“Tunanetra Jatim”, Kompetensi yang Terkungkung


Masa kini setiap orang berlomba-lomba untuk menempatkan diri pada tempat yang dianggap dapat membawa dirinya ke fase kehidupan yang lebih baik dan menguntungkan. Baik itu dalam Pendidikan, pekerjaan, dan status social di dalam masyarakat. Hal ini berlaku pula bagi seseorang yang memiliki anugrah berupa kedisabilitasan atau memiliki perbedaan pada fisik atau pun mental.

Sejatinya menjadi disabilitas adalah ladang untuk kita menggali potensi dan memantapkan kompetensi. Namun yang sering terjadi seorang disabilitas malah terkungkung dengan tempurung ketidak mandirian sehingga potensi-potensi yang harusnya bisa dimiliki hanya menjadi keinginan diri tanpa pernah terwujud. Menurut saya, kasus ini terjadi juga pada disabilitas netra di Jawa Timur. Factor tempurung ketidak mandirian itu dapat bermacam-macam.

Dari factor internal : terbiasa di tolong dan diberikan sesuatu terkadang membuat kita lalai bahwa sebagai manusia kita juga punya kewajiban untuk berbuat sesuatu untuk orang lain, sehingga kita akan menjadi pemalas dengan sejuta bayangan keberhasilan yang tak pernah terwujud. Selain itu, kemauan menjadi mandiri terkadang tidak ada pada diri kita meskipun diluar sana kita tahu banyak teman-teman yang sudah berhasil keluar dari tempurung yang sedang membuat kita terkungkung. Biasanya, ini terjadi karena beberapa alas an yang kita buat sendiri. Alas an yang paling sering muncul adalah ketakutan. Entah takut dimarahi orang tua, takut menjadi korban kejahatan, takut jatuh, dan lain sebagainya.

Ya, memang ketakutan-ketakutan itu mungkin akan kita alami. Tapi, coba kita nilai dari sudut pandang yang positif, sesuatu yang buruk yang kita alami akan membuat kita menjadi tangguh di lain waktu bukan?

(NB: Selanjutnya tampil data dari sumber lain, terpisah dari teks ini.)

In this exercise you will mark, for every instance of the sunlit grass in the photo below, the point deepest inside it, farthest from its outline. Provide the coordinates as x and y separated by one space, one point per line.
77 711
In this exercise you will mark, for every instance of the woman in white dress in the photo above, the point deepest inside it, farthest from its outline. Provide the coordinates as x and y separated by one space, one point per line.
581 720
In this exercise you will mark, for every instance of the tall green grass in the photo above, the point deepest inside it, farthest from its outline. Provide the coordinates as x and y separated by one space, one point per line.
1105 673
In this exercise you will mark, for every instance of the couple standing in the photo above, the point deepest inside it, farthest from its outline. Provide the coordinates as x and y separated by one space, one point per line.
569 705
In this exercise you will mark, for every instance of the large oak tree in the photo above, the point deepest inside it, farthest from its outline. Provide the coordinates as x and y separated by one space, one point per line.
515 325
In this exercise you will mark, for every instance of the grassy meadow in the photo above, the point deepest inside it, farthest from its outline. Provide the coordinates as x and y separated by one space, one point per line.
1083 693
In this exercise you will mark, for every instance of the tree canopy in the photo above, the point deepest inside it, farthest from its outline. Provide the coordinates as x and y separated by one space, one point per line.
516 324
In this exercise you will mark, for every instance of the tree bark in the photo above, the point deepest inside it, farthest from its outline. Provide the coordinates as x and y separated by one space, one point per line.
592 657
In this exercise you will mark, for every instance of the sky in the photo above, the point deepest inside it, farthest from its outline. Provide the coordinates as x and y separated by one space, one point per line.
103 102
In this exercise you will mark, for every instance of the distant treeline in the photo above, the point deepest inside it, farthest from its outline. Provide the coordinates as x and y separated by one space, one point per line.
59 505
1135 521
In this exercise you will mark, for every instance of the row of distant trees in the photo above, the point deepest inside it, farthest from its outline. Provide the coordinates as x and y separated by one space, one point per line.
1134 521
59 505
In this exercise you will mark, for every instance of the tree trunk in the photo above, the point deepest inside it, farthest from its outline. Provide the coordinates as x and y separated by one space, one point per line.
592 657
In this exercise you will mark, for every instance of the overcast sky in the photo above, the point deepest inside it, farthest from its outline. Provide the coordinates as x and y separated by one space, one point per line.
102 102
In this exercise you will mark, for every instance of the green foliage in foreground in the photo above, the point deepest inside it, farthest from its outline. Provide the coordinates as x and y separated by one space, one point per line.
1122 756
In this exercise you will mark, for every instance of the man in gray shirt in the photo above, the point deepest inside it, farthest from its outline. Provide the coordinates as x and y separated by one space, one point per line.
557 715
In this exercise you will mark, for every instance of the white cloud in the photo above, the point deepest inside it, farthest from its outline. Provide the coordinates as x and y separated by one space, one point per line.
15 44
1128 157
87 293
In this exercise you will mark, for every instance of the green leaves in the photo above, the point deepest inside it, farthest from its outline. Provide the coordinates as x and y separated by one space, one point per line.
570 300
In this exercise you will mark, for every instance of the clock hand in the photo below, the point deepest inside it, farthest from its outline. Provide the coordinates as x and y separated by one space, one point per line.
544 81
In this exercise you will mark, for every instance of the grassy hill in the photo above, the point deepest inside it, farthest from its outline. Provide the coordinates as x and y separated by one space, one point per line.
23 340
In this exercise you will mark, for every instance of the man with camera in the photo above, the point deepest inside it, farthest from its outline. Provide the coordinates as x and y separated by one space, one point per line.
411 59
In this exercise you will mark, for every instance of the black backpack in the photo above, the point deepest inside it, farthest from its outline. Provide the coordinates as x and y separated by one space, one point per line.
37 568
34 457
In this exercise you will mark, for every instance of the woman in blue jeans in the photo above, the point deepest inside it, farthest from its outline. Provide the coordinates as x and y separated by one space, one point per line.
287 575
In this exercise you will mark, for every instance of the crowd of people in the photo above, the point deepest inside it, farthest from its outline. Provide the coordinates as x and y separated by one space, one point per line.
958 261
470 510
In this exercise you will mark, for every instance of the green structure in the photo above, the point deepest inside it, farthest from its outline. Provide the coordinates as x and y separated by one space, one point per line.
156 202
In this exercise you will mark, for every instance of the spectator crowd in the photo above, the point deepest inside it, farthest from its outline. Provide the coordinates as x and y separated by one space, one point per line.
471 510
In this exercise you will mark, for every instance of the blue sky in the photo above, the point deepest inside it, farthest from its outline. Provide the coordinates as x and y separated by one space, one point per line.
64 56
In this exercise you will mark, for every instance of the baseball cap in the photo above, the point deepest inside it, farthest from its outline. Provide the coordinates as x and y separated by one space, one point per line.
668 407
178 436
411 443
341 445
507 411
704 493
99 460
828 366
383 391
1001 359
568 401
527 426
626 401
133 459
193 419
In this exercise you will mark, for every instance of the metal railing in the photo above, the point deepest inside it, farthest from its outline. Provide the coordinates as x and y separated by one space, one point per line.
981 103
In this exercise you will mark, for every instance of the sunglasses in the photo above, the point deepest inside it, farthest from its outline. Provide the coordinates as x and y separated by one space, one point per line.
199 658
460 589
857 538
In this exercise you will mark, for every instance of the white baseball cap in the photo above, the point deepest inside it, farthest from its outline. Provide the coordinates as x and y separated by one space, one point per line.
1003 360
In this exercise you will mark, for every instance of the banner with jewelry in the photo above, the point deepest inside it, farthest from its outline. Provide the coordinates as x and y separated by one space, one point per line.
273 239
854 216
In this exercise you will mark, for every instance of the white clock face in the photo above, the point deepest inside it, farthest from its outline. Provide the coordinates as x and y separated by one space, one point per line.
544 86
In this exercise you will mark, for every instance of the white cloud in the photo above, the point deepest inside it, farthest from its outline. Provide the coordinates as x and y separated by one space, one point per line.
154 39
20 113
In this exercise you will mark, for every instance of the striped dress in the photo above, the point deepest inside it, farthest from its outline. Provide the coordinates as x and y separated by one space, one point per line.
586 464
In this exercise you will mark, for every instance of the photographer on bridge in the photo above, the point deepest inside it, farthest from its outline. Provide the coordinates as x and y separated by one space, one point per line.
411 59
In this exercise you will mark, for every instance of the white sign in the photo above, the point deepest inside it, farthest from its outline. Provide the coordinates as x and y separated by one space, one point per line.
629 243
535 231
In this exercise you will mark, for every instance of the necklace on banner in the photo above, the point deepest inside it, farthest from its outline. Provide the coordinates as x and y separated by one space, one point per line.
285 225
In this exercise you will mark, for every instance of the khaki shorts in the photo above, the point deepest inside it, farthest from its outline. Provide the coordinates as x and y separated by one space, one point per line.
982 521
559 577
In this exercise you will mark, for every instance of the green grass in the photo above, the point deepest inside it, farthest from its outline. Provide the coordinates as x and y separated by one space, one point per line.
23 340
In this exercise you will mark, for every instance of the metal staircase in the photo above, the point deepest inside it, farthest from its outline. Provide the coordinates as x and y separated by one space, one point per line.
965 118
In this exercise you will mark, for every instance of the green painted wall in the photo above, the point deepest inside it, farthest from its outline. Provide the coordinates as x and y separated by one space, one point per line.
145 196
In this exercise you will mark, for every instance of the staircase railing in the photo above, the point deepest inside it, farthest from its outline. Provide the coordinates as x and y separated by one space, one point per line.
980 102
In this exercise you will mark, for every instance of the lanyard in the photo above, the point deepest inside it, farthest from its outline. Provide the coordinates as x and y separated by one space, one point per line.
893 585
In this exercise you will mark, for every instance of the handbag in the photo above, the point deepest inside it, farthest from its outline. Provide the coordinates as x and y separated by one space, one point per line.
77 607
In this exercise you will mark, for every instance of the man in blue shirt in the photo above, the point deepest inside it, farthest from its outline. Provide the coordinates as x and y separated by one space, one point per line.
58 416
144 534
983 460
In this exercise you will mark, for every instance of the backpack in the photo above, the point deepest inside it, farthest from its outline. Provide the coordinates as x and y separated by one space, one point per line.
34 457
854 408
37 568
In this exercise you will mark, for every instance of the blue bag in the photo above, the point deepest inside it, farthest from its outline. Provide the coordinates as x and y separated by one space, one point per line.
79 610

Yang berikutnya adalah factor eksternal. Ini biasanya terjadi pada lingkungan keluarga. Tidak bisa dipungkiri mempunyai anak seorang tunanetra akan menimbulkan kekhawatiran tersendiri bagi kedua orang tua kita. Entah kekhawatiran dalam karir anak mereka nantinya, dan lain sebagainya. Selain kekhawatiran, rasa sayang yang berlebihan juga sering di dapatkan oleh seorang anak yang tunanetra. Sebenarnya, rasa khawatir dan rasa sayang yang diberikan kepada anak itu tidak salah. Namun, menjadi tidak tepat jika kedua rasa itu diberikan secara berlebihan dan dengan cara yang salah. Misal, seorang anak tunanetra yang tidak boleh melakukan aktifitas sehari-hari sendiri. Biasanya, alasan orangtua tidak memperbolehkan adalah lagi-lagi karena ketakutan. Takut terkena api, takut anaknya nanti dibohongi, dan macam-macam alas an lain.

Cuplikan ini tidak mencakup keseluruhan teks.